Hi @cameron.mcinally, I'm just sharing what I tried out today based
off your patch D80260. I'm not really planning to land it, but feel
free to use for reference or discard entirely if you've already been
working on something similar.
It passes the dup(0) to the zero-merging pseudos, similar to what D80260
does for any other mask value.
This patch also highlights a bug that currently exists with the expansion
of the pseudo instructions that merge zero's into the false lanes.
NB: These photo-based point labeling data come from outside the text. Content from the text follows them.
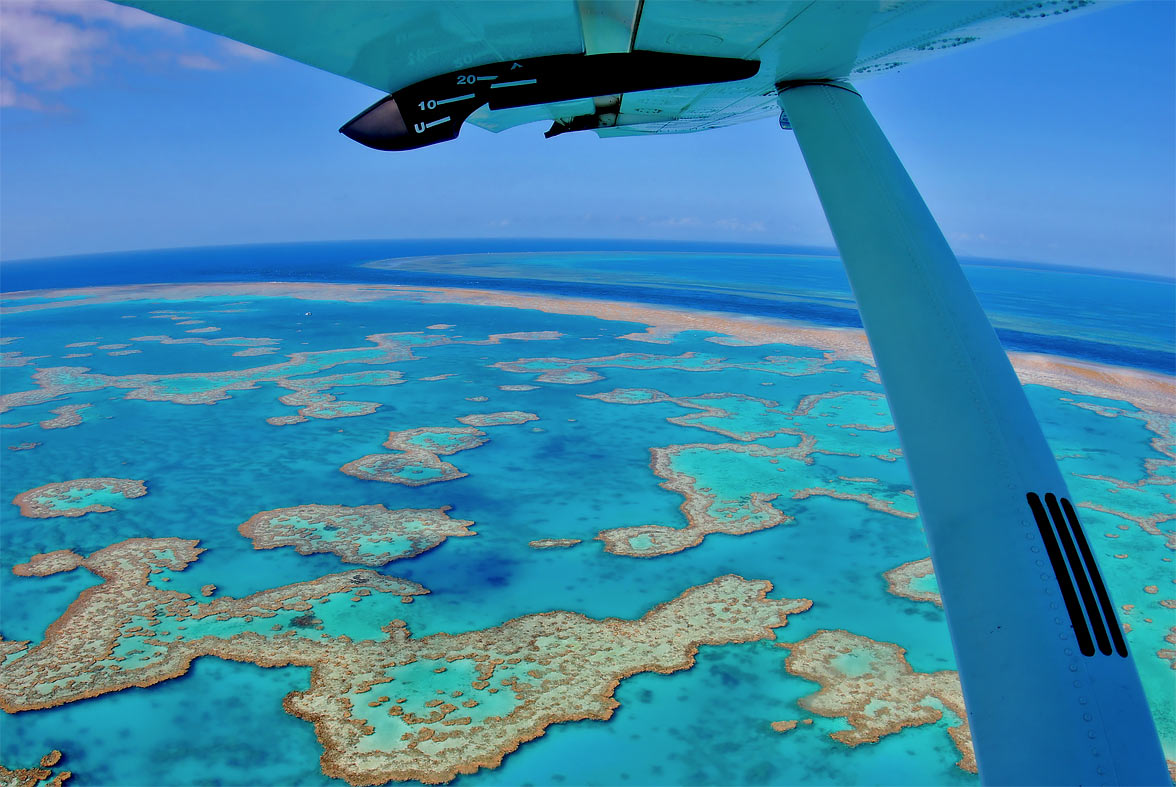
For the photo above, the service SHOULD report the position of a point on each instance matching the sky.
(122, 131)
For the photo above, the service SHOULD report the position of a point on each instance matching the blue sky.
(121, 131)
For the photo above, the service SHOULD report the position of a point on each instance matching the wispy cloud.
(51, 45)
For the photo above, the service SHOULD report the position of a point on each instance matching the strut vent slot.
(1087, 601)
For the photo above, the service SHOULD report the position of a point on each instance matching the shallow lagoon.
(583, 467)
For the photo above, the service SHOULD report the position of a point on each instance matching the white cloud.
(51, 45)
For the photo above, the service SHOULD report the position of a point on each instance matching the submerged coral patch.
(915, 581)
(77, 497)
(463, 701)
(369, 535)
(39, 777)
(418, 460)
(553, 544)
(127, 632)
(875, 691)
(483, 420)
(513, 681)
(48, 562)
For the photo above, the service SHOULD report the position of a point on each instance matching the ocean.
(622, 433)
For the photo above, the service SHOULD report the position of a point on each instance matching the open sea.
(232, 382)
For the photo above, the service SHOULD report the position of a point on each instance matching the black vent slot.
(1086, 597)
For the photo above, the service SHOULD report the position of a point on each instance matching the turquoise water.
(581, 468)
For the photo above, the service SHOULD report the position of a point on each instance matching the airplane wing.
(392, 45)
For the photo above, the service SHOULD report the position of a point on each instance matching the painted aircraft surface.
(1051, 692)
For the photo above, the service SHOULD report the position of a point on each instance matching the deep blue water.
(1109, 318)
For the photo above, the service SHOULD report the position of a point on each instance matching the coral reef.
(77, 497)
(368, 535)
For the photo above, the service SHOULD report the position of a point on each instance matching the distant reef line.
(1146, 389)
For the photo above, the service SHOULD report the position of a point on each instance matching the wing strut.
(1053, 695)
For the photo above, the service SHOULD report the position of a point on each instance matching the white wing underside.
(392, 44)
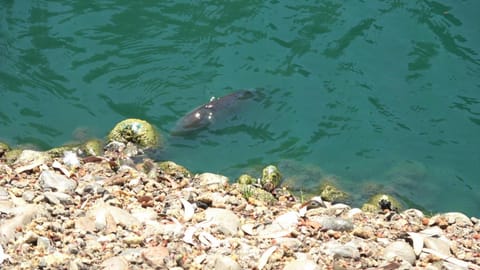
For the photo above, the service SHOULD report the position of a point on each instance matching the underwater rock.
(271, 178)
(4, 148)
(172, 168)
(329, 192)
(206, 114)
(250, 192)
(381, 202)
(246, 179)
(136, 131)
(29, 159)
(93, 147)
(57, 182)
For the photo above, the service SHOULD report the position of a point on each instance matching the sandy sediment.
(109, 212)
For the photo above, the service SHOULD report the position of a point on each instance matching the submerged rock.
(135, 131)
(246, 179)
(51, 180)
(400, 249)
(226, 220)
(381, 202)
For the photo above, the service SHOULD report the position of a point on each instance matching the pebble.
(226, 263)
(212, 182)
(22, 215)
(301, 265)
(333, 223)
(226, 220)
(400, 249)
(58, 197)
(347, 250)
(51, 180)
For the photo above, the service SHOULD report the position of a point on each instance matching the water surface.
(380, 92)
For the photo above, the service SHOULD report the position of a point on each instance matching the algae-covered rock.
(4, 148)
(172, 168)
(246, 179)
(12, 155)
(136, 131)
(381, 202)
(253, 192)
(271, 178)
(329, 192)
(93, 147)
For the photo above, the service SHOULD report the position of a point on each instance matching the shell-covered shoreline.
(108, 211)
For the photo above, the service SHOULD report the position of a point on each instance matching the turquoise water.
(372, 92)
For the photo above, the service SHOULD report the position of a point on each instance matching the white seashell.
(432, 231)
(248, 228)
(188, 235)
(188, 208)
(265, 256)
(417, 240)
(288, 220)
(70, 159)
(208, 240)
(57, 165)
(455, 261)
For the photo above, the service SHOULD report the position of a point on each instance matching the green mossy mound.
(135, 131)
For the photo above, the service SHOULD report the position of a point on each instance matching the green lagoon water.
(372, 92)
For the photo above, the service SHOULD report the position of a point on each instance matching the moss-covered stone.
(246, 179)
(93, 147)
(12, 155)
(381, 202)
(329, 192)
(271, 178)
(4, 148)
(253, 192)
(172, 168)
(136, 131)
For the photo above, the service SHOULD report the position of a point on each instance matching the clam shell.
(265, 256)
(188, 210)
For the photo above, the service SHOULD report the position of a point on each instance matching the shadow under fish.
(217, 110)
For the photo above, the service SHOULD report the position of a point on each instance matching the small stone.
(132, 255)
(117, 263)
(342, 250)
(30, 237)
(333, 223)
(155, 256)
(22, 216)
(459, 219)
(28, 196)
(438, 244)
(52, 180)
(58, 197)
(226, 220)
(301, 265)
(226, 263)
(213, 182)
(400, 249)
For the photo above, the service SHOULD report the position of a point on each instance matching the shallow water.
(375, 93)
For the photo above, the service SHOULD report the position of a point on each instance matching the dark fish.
(206, 114)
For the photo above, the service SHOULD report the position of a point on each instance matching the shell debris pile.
(106, 214)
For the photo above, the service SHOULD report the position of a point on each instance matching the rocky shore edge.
(61, 210)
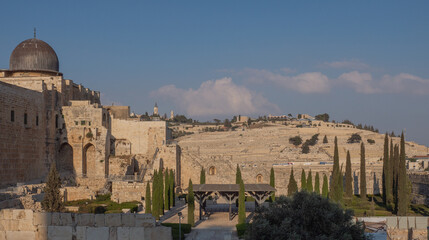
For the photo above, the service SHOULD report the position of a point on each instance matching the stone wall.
(26, 224)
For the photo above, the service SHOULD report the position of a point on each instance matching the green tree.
(303, 181)
(52, 201)
(272, 184)
(166, 190)
(362, 172)
(292, 187)
(191, 204)
(317, 183)
(325, 189)
(403, 191)
(325, 139)
(238, 175)
(171, 188)
(336, 193)
(310, 182)
(349, 178)
(295, 218)
(241, 205)
(203, 176)
(148, 203)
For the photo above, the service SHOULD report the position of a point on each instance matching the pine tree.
(303, 181)
(191, 204)
(325, 186)
(272, 184)
(336, 193)
(171, 188)
(203, 176)
(325, 139)
(238, 175)
(402, 181)
(349, 178)
(362, 172)
(317, 183)
(292, 187)
(52, 201)
(166, 190)
(155, 188)
(310, 182)
(241, 205)
(148, 202)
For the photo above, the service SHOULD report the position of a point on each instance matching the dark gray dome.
(34, 55)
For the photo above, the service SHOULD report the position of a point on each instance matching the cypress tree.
(325, 186)
(166, 190)
(272, 184)
(336, 193)
(148, 203)
(52, 201)
(292, 187)
(402, 181)
(241, 205)
(362, 172)
(238, 175)
(191, 204)
(310, 182)
(303, 181)
(171, 188)
(155, 204)
(317, 183)
(349, 178)
(203, 176)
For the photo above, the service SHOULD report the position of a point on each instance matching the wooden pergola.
(260, 192)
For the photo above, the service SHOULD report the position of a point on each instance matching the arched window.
(259, 178)
(212, 170)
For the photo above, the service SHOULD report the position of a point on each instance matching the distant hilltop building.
(45, 118)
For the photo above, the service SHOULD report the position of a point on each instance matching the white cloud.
(312, 82)
(218, 97)
(361, 82)
(347, 64)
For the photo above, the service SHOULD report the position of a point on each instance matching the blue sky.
(366, 61)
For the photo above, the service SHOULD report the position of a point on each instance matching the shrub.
(297, 140)
(354, 138)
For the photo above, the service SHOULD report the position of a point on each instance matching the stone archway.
(65, 158)
(88, 164)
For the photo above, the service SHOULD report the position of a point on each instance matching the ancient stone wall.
(22, 141)
(26, 224)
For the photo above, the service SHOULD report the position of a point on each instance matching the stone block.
(7, 214)
(42, 233)
(60, 232)
(137, 233)
(128, 220)
(123, 233)
(144, 220)
(97, 233)
(66, 219)
(112, 220)
(85, 219)
(26, 214)
(421, 222)
(99, 220)
(20, 235)
(80, 233)
(43, 219)
(112, 233)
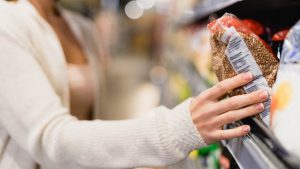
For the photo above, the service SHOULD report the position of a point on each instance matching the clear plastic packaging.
(236, 49)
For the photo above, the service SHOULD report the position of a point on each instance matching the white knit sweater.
(35, 123)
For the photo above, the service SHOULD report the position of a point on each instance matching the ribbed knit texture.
(35, 122)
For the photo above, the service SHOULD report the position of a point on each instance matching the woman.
(38, 42)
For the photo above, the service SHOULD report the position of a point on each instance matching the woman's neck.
(46, 8)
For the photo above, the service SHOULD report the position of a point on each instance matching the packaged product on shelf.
(277, 41)
(236, 49)
(285, 109)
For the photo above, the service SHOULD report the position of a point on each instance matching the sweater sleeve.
(33, 115)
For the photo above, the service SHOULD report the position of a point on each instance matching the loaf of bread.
(262, 54)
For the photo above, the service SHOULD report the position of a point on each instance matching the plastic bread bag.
(236, 49)
(285, 107)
The zero-merging pseudos don't have any tied operand constraints to give
the register allocator more freedom to use the reverse instructions
(like FSUBR).
A bug currently exists when the register allocation of one of the pseudos
ends up as:
Dst = FSUB_ZERO_S P0, Z0, Z0
The expand pass cannot zero the false lanes of Z0 using MOVPRFX, because
the MOVPRFX instruction specifies that the destination register must not
be used in any other operand position than the destination register. This
would not be valid:
Z0 = MOVPRFX P0/z, Z0 Z0 = FSUB_S Z0, P0/m, Z0 ^^
At point of expanding the pseudo, there may not be a spare register
available to expand this into a legal sequence. In D71712 we've solved
this by using a 'Conditional Early Clobber' pass that runs during register
allocation and makes sure the destination register is different from
any of the input registers, if the two input registers will otherwise end
up the same. This is a bit fiddly, and it's probably better to build
on the design set out in D80260 where the merge-value value is passed
to the pseudo, so the compiler can decide at point of pseudo expansion
whether to use the DUP(0) value, or to use the zeroing MOVPRFX.
Given that the DUP IMM instructions have isReMaterializable set,
the register allocator hopefully won't try too hard to keep it in a
register.
I'm looking at some rough latency tables we've put together and it looks like the tied-reg MOVPRFX sequence is 1 cycle faster than the SEL sequence:
The vector MOV is faster than the DUP. And we burn the extra z1 register for both cases, so that's a wash.
That said, the MOVPRFX sequence we're generating actually looks like this:
where the DUP #0 is a dead instruction. It's proving pretty hard to get rid of the DUP at the MachineInstruction level though. Still looking...